Actor Brian Cox has leapt to JK Rowling’s defence in the author’s transgender debate and criticised the so-called ‘cancel culture’.
The Scottish Succession star, 74, revealed he was out of the loop with the Harry Potter writer’s widely publicised debate on menstruation and the transgender community after she shared her controversial opinions on Twitter in June.
When Cox was brought up to speed by his son, who explained the author tweeted about the phrase ‘people who menstruate’ instead of women, he exclaimed ‘for Christ’s sake!’
In today’s Reader’s Digest magazine, the Emmy winning actor said: ‘Call something what it is, as opposed to something that you think it should be. And it is – it’s the cancel culture. I keep well away from it.’
Scottish actor Brian Cox, 74, slammed ‘cancel culture’ in a new interview and defended JK Rowling in er transgender row, saying there’s nothing wrong with saying ‘women menstruate’
Explaining his stance to the magazine, he said: ‘I was asking my son because I’d been away when this J.K Rowling thing had been going on.
‘I kept saying “so what happened?”, He said “well, she believes women menstruate”.
‘That’s what they do, don’t they? He said “well, people don’t like that” and you go “oh, for Christ’s sake!”‘
In June, Rowling, 55, came under fire from the LGBTQ+ community and critics, including Harry Potter actors, when she tweeted opinions about the community.
Earlier this year, JK Rowling shared her controversial opinions on Twitter and tweeted about the use of the phrase ‘people who menstruate’ instead of women. Pictured, attending the 70th EE British Academy Film Awards (BAFTA) at Royal Albert Hall on February 12, 2017 in London
She said: ‘I’m sure there used to be a word for those people. Someone help me out. Wumben? Wimpund? Woomud?’

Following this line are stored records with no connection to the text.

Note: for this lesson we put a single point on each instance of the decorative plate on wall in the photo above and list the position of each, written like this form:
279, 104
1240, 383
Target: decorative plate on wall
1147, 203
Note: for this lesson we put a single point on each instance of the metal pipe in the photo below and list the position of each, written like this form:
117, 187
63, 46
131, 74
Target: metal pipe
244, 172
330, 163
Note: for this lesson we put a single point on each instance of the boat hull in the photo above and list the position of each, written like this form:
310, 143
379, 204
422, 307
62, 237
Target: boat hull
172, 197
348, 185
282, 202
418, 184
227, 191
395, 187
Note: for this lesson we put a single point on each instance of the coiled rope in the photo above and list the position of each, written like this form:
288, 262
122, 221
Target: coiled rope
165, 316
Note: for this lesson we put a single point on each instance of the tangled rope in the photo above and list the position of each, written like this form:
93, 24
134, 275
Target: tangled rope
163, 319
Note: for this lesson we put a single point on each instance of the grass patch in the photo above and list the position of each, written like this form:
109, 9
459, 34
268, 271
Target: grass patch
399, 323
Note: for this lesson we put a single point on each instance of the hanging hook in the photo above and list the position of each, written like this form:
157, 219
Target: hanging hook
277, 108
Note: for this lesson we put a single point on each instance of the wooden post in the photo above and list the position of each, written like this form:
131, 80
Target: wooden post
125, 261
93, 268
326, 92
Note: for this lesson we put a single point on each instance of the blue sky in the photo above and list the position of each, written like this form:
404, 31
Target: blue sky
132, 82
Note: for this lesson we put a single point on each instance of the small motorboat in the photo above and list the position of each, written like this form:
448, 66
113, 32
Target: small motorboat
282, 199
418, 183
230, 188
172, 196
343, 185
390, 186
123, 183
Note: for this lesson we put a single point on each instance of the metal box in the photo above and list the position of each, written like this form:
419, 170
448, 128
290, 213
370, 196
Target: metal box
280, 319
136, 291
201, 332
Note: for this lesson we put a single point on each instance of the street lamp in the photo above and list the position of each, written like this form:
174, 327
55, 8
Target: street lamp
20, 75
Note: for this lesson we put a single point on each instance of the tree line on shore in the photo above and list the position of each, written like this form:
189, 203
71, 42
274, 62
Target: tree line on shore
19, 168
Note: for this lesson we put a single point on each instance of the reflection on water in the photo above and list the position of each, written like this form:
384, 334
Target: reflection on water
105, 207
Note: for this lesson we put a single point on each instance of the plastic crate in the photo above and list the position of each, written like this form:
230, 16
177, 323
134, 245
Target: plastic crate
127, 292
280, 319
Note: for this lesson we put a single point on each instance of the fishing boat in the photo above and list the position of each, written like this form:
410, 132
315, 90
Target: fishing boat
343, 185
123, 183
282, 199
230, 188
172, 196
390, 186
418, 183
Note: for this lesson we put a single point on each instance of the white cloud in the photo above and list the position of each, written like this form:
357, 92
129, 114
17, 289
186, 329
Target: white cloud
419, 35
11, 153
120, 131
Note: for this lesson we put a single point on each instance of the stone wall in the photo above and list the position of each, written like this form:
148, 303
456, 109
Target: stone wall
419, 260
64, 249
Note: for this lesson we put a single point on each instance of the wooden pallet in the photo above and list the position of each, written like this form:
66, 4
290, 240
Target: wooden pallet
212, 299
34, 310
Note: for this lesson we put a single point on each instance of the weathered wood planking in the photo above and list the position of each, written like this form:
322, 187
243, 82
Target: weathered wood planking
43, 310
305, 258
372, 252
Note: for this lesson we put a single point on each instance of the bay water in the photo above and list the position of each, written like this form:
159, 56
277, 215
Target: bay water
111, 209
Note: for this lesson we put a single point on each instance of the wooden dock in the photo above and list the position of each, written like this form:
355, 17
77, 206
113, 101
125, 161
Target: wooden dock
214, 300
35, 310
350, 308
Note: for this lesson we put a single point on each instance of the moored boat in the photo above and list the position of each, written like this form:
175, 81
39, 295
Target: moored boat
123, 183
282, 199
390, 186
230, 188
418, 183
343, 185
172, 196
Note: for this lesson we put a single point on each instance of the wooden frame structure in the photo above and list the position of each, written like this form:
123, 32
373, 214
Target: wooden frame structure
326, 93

Rowling’s controversial tweet led to a string of denunciations, including from the actor Daniel Radcliffe, who played Potter in the blockbuster film franchise, and other actors who starred in the series.
Rowling had earlier expressed support for a woman who had lost her job over what her employer deemed to be ‘transphobic’ tweets.
Rowling said ‘accusations and threats from trans activists have been bubbling in my Twitter timeline’ ever since but she had also been ‘overwhelmed’ by private messages of support.
She said the ‘toxicity’ around the discussion was damaging and frightening for people within and outside the trans community.
In the controversial tweet, the author penned: ‘I’m sure there used to be a word for those people. Someone help me out. Wumben? Wimpund? Woomud?’ (pictured)
‘I’ve been particularly struck by the stories of brave detransitioned young women who’ve risked the opprobrium of activists by speaking up about a movement they say has harmed them,’ she said on Friday.
‘I’ve been forced to the unhappy conclusion that an ethical and medical scandal is brewing.’
Rowling’s comments are the latest controversy surrounding her work. In some parts of the world, they have been banned for being linked to witchcraft and the occult.
She was also accused last week of being Islamaphobic after an extract of her 2014 crime novel The Silkworm was shared to Twitter.
Rowling sparked outrage from LGBT charities following her controversial words and even Harry Potter actors condemned her following the incident in June (Pictured, Rupert GRint, JK Rowling, Daniel Radcliffe and Emma Watson at the world premier of Harry Potter and the Philosopher’s Stone)
The Edinburgh-based author, who writes the Cormoran Strike books under the male pseudonym Robert Galbraith, wrote a passage in the second book of the series where detectives suggest that a ‘woman in a burqa’ fed a murder victim ‘halal takeaway’ before death.
In recent weeks, the ‘Harry Potter’ creator told how she would give back an award presented by the US Kennedy family after one of its members criticised her views on gender issues.
The Robert F. Kennedy Human Rights organisation gave Rowling its Ripple of Hope honour last year.
But the group’s president, Kerry Kennedy, said this month the British writer’s outspoken views on gender ‘diminished the identity’ of trans people.
Following the row, JK Rowling returned her Robert F Kennedy Ripple of Hope honour after Kerry Kennedy said the writer’s outspoken views on gender ‘diminished the identity’ (pictured together)
‘Kerry Kennedy recently felt it necessary to publish a statement denouncing my views,’ Rowling said in a statement on her website.
‘The statement incorrectly implied that I was transphobic, and that I am responsible for harm to trans people,’ she added. ‘I absolutely refute the accusation.
‘In solidarity with those who have contacted me but who are struggling to make their voices heard, and because of the very serious conflict of views between myself and RFKHR, I feel I have no option but to return the Ripple of Hope Award.’